If the clinic and/or hospital have the capabilities of looking at their analytics relative these measures and to the overall "episodes of care" that can be also be tracked to you directly and then you can show how well you perform in treating a paronychia or plantar fasciitis with your low use of oral antibiotics and ancillary testing with regard to paronychias and your direct treatment for heel pain with little use of expensive testing and little need for outside referrals for the conditions you commonly treat keeping cost in the network, keeping the quality high and the overall expenditures low.
On the other hand, if you find yourself as an outlier where say you prescribe oral antibiotics and worse still expensive antibiotics on every paronychia or you order scans and MRI's on every heel pain case then you have to take a good look at your practice patterns or in time you will be asked to leave that group or no longer be contracted with a particular third-party payer or with an ACO agreement, etc.
You can also use certain times of the year for your own specialty with appropriate screenings and promote them to your practice of podiatry like use of diabetes awareness month and say in the month of May which is "skin cancer screening month" and your correspondingly doing your own promotional screenings for skin cancers of the foot and use of educational materials available to your clinic patients during that month etc.
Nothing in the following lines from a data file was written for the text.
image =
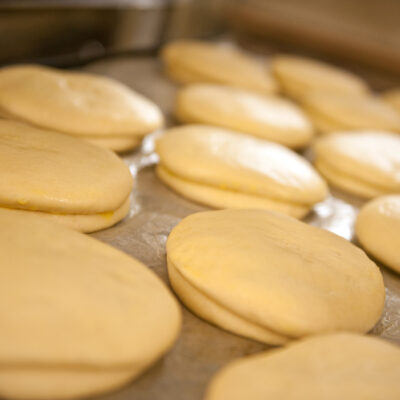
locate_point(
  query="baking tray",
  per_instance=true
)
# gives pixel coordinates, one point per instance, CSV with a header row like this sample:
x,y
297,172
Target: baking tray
x,y
201,349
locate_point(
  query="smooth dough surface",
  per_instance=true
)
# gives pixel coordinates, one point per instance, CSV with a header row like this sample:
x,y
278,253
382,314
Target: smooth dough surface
x,y
267,117
75,103
55,173
352,112
274,272
190,61
228,169
85,222
341,366
299,75
365,163
224,198
118,144
378,230
95,316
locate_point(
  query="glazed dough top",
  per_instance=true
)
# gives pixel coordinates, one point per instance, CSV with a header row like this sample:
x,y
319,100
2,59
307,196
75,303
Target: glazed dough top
x,y
311,74
207,62
354,112
75,103
81,301
269,117
372,156
338,366
53,172
278,272
238,162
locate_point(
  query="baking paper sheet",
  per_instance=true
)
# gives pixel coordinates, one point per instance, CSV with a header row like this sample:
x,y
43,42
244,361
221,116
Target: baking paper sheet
x,y
201,348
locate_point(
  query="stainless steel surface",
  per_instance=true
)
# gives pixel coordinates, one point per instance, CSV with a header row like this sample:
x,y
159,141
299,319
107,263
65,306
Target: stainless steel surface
x,y
202,348
64,32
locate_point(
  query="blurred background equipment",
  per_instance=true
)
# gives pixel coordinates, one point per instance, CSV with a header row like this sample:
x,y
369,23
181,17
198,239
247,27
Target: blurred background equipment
x,y
66,32
355,33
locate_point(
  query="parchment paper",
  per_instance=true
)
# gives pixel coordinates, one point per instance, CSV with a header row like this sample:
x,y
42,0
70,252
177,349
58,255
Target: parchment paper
x,y
202,348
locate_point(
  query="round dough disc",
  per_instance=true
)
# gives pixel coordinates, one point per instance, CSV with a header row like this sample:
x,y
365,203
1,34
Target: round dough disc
x,y
352,112
267,117
274,273
77,316
118,144
378,230
55,173
227,169
76,103
338,366
299,75
364,163
191,61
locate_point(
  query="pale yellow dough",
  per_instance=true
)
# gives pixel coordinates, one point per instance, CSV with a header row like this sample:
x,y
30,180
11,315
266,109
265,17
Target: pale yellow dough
x,y
378,230
350,112
267,117
364,163
76,103
227,169
78,317
193,61
392,97
71,180
84,222
270,277
118,144
341,366
299,75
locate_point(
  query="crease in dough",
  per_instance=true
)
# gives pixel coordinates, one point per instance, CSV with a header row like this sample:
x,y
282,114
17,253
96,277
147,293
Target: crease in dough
x,y
211,310
227,198
349,183
83,222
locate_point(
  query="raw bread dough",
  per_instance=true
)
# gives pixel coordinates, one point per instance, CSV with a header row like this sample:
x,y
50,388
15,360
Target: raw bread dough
x,y
364,163
298,75
193,61
270,277
76,103
349,112
227,169
378,230
85,222
392,97
267,117
56,174
78,317
118,144
341,366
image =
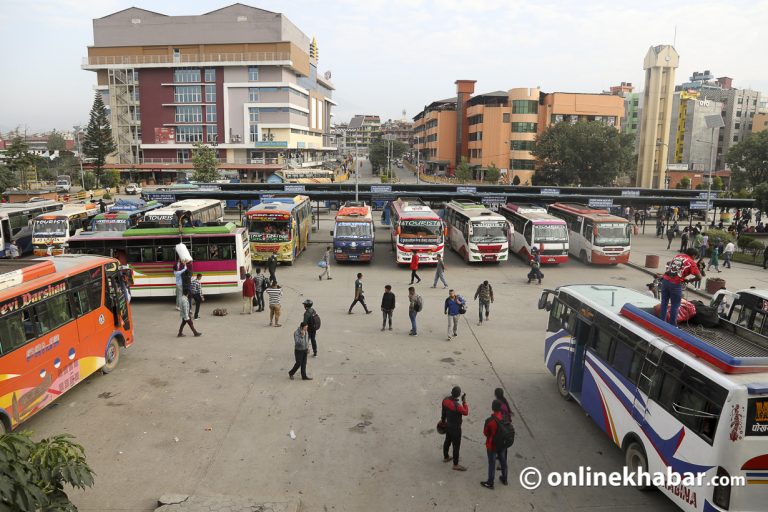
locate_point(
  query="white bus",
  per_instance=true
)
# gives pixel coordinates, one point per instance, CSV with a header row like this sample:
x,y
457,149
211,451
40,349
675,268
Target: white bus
x,y
476,233
691,399
197,212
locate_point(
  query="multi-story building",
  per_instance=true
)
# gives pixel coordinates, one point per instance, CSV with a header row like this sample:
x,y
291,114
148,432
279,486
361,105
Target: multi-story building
x,y
241,79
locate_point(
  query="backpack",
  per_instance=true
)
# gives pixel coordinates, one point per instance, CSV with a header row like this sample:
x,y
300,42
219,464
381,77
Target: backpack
x,y
505,433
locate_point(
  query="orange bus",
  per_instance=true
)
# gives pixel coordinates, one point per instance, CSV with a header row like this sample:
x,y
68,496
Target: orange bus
x,y
61,319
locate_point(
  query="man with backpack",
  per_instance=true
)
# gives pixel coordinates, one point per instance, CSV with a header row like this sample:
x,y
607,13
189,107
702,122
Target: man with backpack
x,y
499,436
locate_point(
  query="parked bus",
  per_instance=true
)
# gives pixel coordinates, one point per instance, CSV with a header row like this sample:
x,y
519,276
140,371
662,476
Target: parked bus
x,y
197,212
221,253
594,236
534,227
689,399
415,227
52,231
353,233
122,215
60,320
475,232
16,223
281,225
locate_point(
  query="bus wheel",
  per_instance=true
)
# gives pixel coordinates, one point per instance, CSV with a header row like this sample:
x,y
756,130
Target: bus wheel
x,y
562,383
112,356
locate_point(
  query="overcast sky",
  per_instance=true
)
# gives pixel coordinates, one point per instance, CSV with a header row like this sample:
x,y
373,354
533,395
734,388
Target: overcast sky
x,y
387,56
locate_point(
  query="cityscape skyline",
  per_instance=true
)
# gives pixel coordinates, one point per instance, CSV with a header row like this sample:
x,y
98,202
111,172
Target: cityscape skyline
x,y
380,53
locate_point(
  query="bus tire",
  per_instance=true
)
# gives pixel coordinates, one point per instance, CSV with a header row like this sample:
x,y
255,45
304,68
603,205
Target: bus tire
x,y
562,383
111,356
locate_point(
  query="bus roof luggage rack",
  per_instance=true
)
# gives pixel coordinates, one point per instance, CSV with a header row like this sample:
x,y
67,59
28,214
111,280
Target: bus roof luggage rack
x,y
730,348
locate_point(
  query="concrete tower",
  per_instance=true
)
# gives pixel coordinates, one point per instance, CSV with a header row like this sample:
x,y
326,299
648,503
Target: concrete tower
x,y
660,64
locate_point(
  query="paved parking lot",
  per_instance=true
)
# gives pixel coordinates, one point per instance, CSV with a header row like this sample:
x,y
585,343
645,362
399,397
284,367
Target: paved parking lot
x,y
213,415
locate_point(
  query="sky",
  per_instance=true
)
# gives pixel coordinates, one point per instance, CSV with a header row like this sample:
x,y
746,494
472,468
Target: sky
x,y
387,56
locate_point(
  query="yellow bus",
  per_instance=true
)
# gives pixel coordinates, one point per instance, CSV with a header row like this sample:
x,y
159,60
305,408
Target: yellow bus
x,y
281,225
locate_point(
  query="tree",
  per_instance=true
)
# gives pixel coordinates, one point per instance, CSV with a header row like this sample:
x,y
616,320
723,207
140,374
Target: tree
x,y
98,142
586,153
205,163
33,474
749,159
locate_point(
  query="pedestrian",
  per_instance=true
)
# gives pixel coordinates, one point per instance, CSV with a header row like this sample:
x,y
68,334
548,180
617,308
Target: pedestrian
x,y
300,352
184,312
249,291
451,417
440,272
359,295
275,294
415,305
677,273
327,264
494,452
309,319
485,293
196,292
415,267
387,307
454,306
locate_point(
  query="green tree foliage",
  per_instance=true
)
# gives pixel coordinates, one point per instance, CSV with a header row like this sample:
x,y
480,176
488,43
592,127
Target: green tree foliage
x,y
204,163
749,159
98,142
33,474
588,154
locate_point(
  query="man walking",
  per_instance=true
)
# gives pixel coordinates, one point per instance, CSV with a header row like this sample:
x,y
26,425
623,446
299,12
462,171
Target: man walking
x,y
196,291
485,293
440,272
451,416
300,352
184,311
327,268
387,307
454,306
275,294
359,296
415,267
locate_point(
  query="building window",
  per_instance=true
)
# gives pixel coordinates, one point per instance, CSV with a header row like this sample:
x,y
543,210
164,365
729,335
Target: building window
x,y
187,94
185,75
525,107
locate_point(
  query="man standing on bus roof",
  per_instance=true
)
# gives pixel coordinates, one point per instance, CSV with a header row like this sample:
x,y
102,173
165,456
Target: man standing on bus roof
x,y
677,272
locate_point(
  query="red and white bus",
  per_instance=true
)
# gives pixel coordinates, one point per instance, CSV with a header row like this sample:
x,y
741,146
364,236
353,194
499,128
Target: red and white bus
x,y
416,227
595,236
476,233
61,319
534,227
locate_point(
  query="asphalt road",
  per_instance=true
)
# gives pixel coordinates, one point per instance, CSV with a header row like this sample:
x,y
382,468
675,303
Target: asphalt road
x,y
213,415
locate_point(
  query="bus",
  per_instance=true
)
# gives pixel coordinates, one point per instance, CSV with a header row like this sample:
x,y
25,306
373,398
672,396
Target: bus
x,y
281,225
534,227
51,231
61,319
594,236
221,253
16,225
685,399
353,233
476,233
414,226
195,212
122,215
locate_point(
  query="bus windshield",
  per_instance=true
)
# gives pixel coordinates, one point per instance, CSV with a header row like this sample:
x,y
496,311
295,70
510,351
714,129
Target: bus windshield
x,y
612,233
489,231
550,233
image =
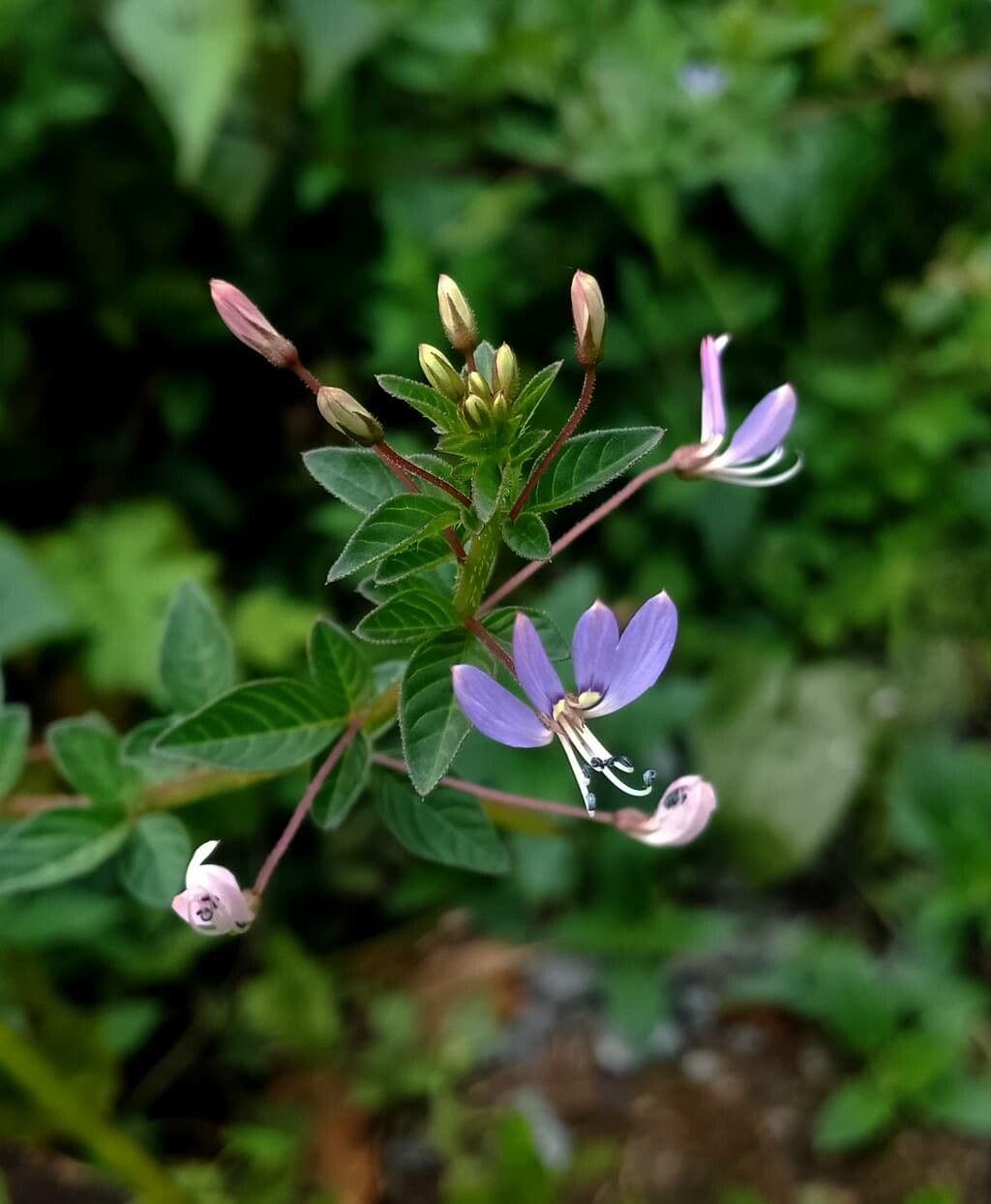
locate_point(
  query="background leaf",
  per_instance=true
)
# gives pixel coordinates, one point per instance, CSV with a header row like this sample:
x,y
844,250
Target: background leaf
x,y
154,859
196,654
450,828
260,726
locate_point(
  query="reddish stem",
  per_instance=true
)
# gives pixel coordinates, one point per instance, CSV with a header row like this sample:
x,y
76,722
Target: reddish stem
x,y
304,805
491,642
580,528
414,469
503,798
567,430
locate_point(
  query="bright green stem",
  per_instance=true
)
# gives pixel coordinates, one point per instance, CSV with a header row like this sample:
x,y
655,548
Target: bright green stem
x,y
75,1118
477,570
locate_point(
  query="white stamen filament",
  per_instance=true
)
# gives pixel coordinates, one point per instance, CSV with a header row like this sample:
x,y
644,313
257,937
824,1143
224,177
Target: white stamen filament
x,y
749,469
592,750
580,772
736,477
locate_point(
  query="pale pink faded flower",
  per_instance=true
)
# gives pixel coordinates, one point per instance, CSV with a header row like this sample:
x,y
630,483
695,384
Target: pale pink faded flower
x,y
212,903
681,814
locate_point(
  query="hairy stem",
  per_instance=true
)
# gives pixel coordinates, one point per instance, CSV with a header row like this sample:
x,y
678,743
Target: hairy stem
x,y
567,430
302,807
75,1116
503,798
577,531
491,642
414,469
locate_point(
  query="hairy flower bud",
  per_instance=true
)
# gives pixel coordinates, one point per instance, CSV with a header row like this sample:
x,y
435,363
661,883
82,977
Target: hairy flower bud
x,y
507,371
246,321
479,386
476,412
441,373
348,415
457,316
589,312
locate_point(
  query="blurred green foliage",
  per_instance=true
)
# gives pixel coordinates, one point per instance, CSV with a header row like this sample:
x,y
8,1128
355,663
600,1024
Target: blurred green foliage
x,y
810,176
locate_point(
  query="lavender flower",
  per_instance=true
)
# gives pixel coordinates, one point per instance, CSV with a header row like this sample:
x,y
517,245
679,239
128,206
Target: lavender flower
x,y
758,444
683,812
611,671
212,903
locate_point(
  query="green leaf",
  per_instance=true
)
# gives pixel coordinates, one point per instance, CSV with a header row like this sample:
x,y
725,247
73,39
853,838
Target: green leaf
x,y
344,788
432,404
527,536
432,723
395,526
533,393
499,622
196,655
87,753
590,462
415,558
814,727
260,726
15,730
58,845
360,479
418,613
339,667
853,1115
486,487
30,610
450,828
154,859
189,58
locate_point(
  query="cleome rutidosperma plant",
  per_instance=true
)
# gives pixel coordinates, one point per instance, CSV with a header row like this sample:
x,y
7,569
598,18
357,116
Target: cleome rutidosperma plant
x,y
423,557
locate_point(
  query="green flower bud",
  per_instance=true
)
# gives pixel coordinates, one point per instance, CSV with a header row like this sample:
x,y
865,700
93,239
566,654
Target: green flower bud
x,y
348,415
507,371
476,412
441,373
457,316
589,312
479,386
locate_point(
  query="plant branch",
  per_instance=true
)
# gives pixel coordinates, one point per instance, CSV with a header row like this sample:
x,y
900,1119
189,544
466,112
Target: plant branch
x,y
567,430
390,455
491,642
503,798
577,531
302,807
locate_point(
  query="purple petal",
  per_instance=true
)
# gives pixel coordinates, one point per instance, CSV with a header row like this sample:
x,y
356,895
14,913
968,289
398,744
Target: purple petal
x,y
495,711
765,428
642,654
536,675
594,647
713,407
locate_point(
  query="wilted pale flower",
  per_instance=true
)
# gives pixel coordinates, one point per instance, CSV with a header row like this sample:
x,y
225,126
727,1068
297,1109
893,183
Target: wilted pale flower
x,y
683,812
212,903
589,312
611,671
758,444
246,321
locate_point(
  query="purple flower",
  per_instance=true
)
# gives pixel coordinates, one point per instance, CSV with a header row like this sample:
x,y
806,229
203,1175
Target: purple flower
x,y
683,812
758,444
611,671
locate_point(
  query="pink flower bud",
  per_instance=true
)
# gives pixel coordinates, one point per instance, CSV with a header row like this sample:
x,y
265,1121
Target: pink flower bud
x,y
212,903
246,321
683,812
589,312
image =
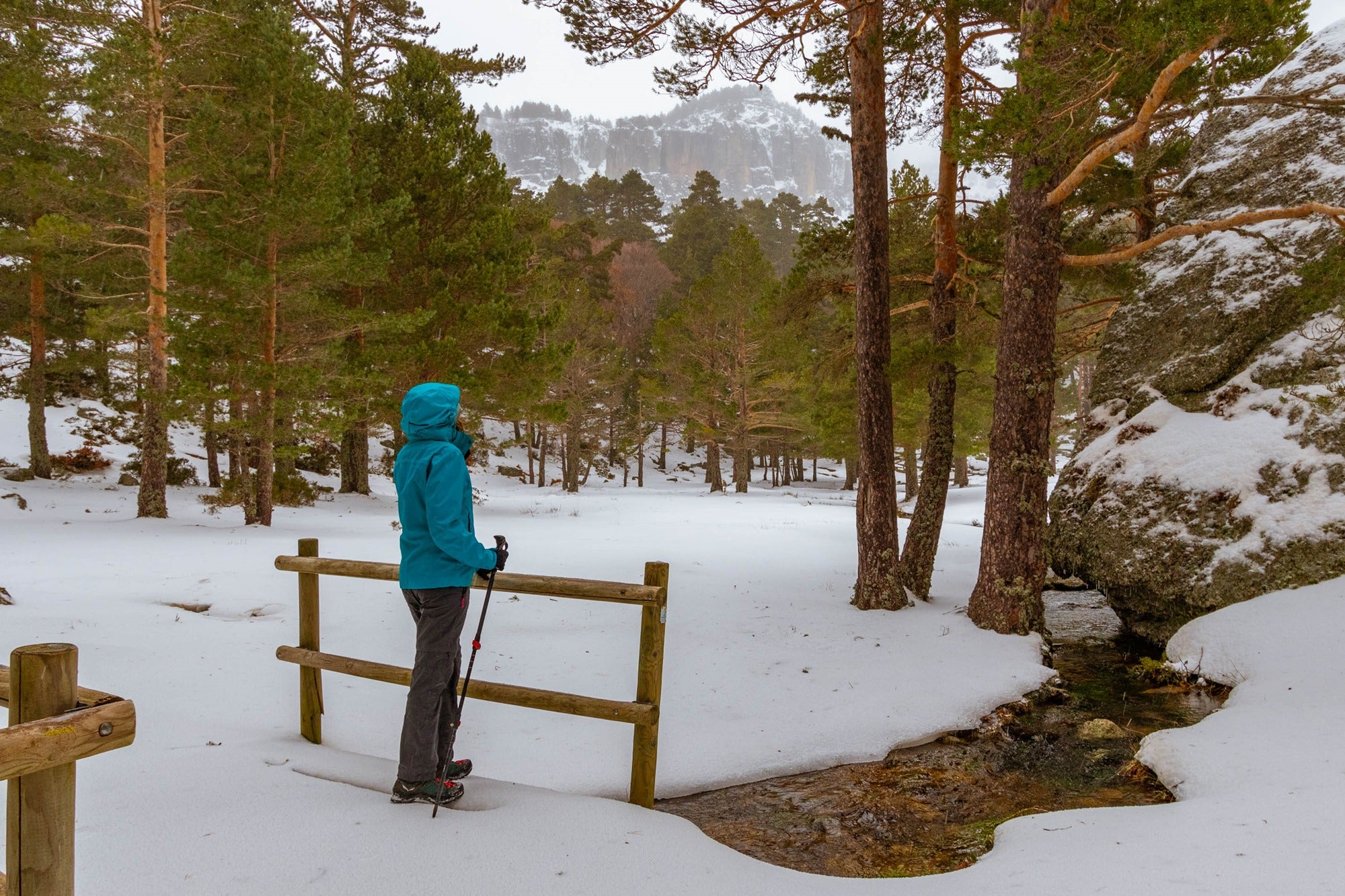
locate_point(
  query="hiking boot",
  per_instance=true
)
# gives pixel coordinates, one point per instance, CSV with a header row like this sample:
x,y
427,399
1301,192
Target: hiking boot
x,y
426,791
457,768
You literally need to take a look at your daily work from outside the box and work the practice measures you already have embedded in place and you need to tease them out and also look for measures you ought to have in place to establish the perception of value and "best practices" for your specialty.
We know our value in providing annual CDFE but the measure is hard to track in present coding but this is where the profession is working to get more direct measures that only we as DPMs can perform fully. It has been my experience that our performance scores are as high as, if not higher than other specialists in orthopedics, dermatology and others when it comes to bonus compensation.